Alexis Turner

Political Life of LSD

Alexis is currently writing a dissertation on the political life of LSD in the United States from 1949-1980.

By 1969, depending on whom you asked, LSD was going to help the United States government win the Cold War, because it was a truth serum and mind-control substance. It would help you make more money on the stock market, become more creative at work, or understand complex mathematical formulas with ease. "LSD will cure alcoholism and unlock the mysteries of schizophrenia," others insisted. It will help you write your way to fame. Better yet, eat it with a cube of sugar. You will self-actualize. Your aesthetic sensibilities will be heightened, and you will become open to the poetry of the world in motion. You might even see God. You won't need some government man telling you what to do, some job holding you back from the fruits of your own labor. A little drop of acid will tear down the state. Everyone will make sweet love, and there will be peace on earth. If these were not already enough to make you run right out and try some, it turns out there was also money to be made selling it, it was the devil's work, destroying the youth of our nation, spurring human evolution, and keeping some lazy, apolitical, jive ass long-haired honkies from letting the Revolution unleash itself on the world. It was some good shit and some bad news. It was insidious and subtle. It was dangerous and terrifying to behold. It was also often but not always a rather interesting shade of mauve. Except when it was sunshine orange. Such is the power of LSD. Even its color cannot be agreed upon. It is ontologically, structurally, politically, and affectively unstable.
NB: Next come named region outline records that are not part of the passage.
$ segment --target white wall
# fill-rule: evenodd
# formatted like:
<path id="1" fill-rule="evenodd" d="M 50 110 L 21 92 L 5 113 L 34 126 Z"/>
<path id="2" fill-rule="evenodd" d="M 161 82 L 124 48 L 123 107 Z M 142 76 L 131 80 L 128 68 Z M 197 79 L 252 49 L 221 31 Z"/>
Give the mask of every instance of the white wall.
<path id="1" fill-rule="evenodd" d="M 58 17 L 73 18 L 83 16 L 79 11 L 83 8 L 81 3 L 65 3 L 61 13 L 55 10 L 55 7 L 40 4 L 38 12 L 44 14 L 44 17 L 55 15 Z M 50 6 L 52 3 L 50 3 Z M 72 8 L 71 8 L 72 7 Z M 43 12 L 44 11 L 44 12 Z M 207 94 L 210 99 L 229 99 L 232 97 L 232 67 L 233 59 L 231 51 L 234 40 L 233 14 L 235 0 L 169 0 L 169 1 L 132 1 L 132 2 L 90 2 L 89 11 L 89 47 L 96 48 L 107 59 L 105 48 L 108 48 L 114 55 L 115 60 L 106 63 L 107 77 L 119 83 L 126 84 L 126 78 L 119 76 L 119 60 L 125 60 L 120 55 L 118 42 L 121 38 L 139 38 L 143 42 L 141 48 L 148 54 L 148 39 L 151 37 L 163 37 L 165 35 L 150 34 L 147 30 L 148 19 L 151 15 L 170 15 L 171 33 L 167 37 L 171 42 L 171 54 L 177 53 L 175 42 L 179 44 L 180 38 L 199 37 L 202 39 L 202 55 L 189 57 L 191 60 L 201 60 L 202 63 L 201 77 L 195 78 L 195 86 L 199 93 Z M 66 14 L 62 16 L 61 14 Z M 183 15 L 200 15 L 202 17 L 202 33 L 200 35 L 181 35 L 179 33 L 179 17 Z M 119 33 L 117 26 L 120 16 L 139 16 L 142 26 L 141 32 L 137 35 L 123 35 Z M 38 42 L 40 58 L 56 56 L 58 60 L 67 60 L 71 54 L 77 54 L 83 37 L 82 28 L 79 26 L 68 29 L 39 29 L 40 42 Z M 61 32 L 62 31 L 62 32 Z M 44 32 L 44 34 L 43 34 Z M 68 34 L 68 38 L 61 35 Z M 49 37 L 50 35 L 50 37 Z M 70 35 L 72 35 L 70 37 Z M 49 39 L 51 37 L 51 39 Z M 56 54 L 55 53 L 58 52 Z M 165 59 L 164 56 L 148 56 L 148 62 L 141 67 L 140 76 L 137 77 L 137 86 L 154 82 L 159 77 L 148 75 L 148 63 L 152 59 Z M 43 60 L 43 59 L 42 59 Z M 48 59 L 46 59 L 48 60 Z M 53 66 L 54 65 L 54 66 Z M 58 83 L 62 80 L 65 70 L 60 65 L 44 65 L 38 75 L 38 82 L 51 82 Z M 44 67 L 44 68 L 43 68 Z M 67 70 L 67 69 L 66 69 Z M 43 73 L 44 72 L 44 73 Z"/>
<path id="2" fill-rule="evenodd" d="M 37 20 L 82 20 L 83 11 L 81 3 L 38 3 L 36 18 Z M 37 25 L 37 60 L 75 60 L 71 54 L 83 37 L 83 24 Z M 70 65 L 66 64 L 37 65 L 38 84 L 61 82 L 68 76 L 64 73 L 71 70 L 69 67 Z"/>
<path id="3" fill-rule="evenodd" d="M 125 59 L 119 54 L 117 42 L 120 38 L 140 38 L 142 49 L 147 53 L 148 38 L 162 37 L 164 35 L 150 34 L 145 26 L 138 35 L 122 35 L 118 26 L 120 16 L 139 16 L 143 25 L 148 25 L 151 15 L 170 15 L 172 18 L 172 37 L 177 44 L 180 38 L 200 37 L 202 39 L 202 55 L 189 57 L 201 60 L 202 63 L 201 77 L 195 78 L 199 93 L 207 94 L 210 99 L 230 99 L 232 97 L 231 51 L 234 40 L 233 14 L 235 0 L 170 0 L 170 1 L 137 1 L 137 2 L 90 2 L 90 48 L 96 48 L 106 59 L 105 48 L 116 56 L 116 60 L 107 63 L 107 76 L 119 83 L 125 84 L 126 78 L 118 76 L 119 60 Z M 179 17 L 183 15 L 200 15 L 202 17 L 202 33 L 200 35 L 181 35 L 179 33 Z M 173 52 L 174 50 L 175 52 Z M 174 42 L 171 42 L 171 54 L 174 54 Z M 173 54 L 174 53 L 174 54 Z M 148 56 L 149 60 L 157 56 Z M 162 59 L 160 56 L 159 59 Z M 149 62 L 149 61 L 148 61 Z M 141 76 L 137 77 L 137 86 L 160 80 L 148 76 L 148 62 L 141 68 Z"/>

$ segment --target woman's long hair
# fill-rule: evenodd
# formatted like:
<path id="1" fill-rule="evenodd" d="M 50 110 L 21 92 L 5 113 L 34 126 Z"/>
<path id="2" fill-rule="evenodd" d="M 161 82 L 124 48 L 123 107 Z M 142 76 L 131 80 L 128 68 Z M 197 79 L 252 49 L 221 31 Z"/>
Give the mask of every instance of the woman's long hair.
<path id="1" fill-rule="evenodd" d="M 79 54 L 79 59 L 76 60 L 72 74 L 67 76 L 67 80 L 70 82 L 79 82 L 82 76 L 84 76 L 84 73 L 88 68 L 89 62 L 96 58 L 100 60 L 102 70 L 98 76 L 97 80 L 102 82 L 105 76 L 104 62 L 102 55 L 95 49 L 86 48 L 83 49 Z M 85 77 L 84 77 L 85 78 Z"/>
My research explores the public life of science and technology. What happens when an object comes out of the laboratory and into the wilds of the world? How does our relationship to science affect the political sphere, and our relationship to politics infuse our science? How do we come to imbue objects with lives of their own in ways that lead them to elude our hopes? There are perhaps more serious ways to think about these questions than with LSD. But they would not be nearly so fun.